Method for operating a polyphase electric motor with a stator having at least two, in particular three, phases (a, b, c) and a rotor, wherein the respective phase (a, b, c) in each case by a high-side circuit breaker and a low-side circuit breaker characterized by the execution of the following steps: a) determining the power losses (PvH, PvL) of the circuit breakers,

b) determining the maximum power dissipation of

High-side circuit-breaker (PvH _max ) and the maximum power dissipation of low-side power switches (PvL _max ), c) determining an offset (0) in the on-time of the phases, which is set equal for all phases (a, b, c), such that the maximum occurring power loss (PvH _max , PvL _max ) compared to the previously occurring maximum power loss (PvH _max , PvL _max ) is reduced.

The method of claim 1, wherein the offset (0) is limited by the available distance (a _m ) of the highest phase voltage to the maximum available DC voltage (U _D c) and the lowest phase voltage to 0 V.

Method according to Claim 1 or 2, wherein a difference (D) of the maximum power losses determined in step b) is determined, multiplied by a difference factor (f _d ) and added to the previous value of the offset (0).

The method of claim 3, wherein the difference factor (f _d ) in the range 0.05 and 0.2, in particular at 0.1, is located. Method according to one of claims 1 to 4, wherein the determination of the offset (0) is iterative.

The method of claim 1 or 2, wherein the highest loaded highside circuit breaker and the highest loaded

Lowside circuit breakers are determined and the offset (0) is calculated by equalizing the power loss of these two most heavily loaded circuit breakers, so that the two previously highly loaded circuit breakers are charged equally.

A method according to claim 6, wherein in the case that now another circuit breaker has a higher power loss, at least a further pass of the procedural ^¬ rensschritte according to claim 6 takes place.

Method according to one of claims 1 to 7, which is executed only when the speed falls below a predetermined speed threshold.

Method according to one of claims 1 to 8, which is executed only when the temperature exceeds a predetermined temperature threshold.

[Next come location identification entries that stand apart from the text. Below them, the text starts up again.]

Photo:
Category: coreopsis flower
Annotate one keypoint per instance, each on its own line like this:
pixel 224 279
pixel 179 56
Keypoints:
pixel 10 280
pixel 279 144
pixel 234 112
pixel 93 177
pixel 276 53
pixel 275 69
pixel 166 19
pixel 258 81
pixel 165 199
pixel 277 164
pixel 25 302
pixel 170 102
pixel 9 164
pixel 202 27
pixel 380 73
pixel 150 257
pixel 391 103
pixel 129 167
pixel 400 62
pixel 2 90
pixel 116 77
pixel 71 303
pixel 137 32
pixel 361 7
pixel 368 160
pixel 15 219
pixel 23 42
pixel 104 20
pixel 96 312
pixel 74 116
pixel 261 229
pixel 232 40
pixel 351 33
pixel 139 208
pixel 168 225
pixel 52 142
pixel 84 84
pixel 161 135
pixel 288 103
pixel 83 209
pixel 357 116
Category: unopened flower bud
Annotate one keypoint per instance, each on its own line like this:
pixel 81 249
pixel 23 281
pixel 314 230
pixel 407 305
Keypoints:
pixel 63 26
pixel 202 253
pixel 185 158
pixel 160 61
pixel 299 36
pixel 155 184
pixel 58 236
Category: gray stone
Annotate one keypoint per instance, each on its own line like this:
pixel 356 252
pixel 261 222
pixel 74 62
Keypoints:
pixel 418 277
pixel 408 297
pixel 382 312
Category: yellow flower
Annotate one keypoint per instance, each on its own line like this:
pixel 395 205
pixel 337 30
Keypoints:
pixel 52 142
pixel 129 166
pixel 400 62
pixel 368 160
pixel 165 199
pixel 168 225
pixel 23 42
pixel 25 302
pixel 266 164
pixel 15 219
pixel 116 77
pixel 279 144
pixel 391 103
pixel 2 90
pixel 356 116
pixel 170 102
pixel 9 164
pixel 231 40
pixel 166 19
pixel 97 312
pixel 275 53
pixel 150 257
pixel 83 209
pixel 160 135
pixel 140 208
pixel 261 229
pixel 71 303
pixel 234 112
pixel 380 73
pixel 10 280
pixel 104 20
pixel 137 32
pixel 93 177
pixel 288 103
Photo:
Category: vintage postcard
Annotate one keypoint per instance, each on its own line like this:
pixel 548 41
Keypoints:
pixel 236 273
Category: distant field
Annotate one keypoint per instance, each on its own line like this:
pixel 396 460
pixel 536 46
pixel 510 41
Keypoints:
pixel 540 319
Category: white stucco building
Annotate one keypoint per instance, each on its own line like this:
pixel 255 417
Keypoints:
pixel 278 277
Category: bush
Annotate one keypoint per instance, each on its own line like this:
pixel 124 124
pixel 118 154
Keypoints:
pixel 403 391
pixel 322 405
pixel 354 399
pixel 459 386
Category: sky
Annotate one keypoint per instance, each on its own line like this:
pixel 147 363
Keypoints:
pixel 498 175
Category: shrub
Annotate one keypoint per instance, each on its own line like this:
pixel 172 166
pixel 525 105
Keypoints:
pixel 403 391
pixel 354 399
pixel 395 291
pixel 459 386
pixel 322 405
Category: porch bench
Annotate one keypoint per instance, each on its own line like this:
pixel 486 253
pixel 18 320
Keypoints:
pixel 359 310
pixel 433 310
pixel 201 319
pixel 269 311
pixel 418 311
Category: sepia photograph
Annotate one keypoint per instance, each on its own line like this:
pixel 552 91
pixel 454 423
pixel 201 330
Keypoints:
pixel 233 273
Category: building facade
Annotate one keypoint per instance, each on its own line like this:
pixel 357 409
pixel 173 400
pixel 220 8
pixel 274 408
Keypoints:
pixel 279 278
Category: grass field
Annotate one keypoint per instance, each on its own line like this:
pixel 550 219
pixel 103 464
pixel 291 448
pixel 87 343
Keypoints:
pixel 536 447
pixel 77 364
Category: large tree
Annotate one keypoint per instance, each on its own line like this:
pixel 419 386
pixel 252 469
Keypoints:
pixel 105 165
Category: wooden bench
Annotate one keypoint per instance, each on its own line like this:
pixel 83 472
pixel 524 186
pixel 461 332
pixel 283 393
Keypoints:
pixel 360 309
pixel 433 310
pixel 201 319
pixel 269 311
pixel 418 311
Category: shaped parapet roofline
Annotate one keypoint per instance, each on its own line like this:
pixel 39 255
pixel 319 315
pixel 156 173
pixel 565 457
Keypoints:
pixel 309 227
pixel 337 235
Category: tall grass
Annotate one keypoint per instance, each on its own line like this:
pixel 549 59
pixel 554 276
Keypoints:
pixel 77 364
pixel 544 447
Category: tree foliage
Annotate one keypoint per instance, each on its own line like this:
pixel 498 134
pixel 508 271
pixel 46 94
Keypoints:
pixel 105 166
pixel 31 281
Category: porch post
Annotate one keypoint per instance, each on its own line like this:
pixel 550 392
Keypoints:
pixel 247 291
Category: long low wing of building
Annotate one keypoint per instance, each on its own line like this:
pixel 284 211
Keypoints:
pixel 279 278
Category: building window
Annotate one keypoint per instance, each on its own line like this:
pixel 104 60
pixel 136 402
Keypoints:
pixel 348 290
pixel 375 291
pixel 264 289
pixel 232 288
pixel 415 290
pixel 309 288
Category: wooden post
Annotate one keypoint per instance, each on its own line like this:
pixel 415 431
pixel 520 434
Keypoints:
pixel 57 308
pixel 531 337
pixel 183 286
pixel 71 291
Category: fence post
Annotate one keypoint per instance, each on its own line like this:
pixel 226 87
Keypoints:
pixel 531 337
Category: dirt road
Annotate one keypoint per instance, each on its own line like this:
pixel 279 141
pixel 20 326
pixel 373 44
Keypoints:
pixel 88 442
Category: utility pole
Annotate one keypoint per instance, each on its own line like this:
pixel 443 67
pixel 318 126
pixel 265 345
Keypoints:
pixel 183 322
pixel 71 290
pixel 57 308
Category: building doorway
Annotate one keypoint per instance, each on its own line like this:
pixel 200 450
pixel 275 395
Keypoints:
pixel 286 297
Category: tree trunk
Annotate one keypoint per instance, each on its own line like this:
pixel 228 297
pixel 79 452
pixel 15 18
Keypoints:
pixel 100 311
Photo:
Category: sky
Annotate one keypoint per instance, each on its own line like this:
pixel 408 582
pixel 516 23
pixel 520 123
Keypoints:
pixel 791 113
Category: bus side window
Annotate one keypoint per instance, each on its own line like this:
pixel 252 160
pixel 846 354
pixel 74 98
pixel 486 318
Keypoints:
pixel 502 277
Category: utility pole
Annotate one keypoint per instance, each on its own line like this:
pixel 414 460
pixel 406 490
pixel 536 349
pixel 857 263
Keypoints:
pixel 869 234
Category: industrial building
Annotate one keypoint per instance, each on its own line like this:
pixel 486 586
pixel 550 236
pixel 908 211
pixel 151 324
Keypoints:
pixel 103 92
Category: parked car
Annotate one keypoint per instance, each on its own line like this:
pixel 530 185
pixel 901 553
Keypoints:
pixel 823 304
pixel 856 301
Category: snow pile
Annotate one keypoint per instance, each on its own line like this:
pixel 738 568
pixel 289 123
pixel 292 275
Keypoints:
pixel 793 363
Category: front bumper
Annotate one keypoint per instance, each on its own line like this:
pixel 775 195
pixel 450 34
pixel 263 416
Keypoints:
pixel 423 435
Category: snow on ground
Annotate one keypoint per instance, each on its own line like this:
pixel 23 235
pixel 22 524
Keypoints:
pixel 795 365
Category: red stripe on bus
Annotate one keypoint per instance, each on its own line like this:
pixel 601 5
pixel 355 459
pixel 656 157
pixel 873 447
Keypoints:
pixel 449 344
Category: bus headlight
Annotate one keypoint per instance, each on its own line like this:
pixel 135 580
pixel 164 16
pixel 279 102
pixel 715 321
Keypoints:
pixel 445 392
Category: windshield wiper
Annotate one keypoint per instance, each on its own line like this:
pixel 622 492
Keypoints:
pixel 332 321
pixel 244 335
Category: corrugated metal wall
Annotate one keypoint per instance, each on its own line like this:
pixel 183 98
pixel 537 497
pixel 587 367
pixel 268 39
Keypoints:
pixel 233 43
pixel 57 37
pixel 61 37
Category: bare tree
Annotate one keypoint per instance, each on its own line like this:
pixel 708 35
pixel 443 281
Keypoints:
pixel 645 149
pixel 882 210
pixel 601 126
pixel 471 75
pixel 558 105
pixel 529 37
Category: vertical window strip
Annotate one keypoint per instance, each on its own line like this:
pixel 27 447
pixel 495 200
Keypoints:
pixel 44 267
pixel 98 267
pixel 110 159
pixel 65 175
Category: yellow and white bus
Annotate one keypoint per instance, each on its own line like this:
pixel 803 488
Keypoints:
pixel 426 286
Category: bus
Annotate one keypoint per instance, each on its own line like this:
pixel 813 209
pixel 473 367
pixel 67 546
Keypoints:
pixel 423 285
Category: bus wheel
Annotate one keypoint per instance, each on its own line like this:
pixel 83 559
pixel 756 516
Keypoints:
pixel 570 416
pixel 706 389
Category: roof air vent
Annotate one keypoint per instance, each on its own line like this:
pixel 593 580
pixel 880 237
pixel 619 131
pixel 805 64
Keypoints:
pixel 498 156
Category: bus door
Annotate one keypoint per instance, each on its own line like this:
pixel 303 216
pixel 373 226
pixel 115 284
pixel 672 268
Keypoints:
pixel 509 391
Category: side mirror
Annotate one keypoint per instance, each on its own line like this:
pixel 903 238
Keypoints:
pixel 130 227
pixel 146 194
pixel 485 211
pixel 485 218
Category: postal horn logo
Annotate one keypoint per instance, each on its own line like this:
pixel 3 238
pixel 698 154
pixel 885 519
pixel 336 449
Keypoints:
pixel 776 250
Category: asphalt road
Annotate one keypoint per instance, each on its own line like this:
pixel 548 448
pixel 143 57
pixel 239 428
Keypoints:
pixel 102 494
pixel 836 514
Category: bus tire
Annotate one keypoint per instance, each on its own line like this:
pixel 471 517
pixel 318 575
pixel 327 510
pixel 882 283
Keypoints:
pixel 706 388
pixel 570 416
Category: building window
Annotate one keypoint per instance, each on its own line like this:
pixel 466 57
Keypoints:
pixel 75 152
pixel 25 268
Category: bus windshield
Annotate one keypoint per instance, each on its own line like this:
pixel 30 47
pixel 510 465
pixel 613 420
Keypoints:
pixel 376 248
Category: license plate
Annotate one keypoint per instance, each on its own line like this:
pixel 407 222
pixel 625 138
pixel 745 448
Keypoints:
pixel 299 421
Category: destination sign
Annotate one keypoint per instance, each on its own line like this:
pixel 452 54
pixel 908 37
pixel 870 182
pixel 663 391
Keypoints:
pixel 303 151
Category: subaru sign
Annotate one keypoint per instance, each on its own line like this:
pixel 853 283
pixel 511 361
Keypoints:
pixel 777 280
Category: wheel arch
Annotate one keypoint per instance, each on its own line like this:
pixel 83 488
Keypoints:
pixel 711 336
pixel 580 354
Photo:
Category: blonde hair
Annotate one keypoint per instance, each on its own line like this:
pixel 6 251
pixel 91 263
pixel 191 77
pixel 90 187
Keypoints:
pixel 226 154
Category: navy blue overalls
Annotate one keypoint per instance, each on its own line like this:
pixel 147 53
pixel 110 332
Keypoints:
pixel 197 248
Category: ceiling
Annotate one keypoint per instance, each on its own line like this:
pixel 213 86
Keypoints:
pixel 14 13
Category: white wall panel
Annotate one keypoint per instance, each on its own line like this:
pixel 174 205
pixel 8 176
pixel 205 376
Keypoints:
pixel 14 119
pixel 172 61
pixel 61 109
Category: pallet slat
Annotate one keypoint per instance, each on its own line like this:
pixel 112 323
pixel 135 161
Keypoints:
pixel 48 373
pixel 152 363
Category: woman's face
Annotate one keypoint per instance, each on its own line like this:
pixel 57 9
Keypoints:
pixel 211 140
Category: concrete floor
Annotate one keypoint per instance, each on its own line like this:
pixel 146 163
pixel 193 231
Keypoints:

Device for operating a polyphase electric motor with a stator having at least two, in particular three, phases (a, b, c) and a stator, wherein the respective phase (a, b, c) in each case by a high-side circuit breaker and a low-side circuit breaker is driven, with at least one hardware and / or software rea ^¬ Lisiert module for performing a method according to any one of the preceding claims.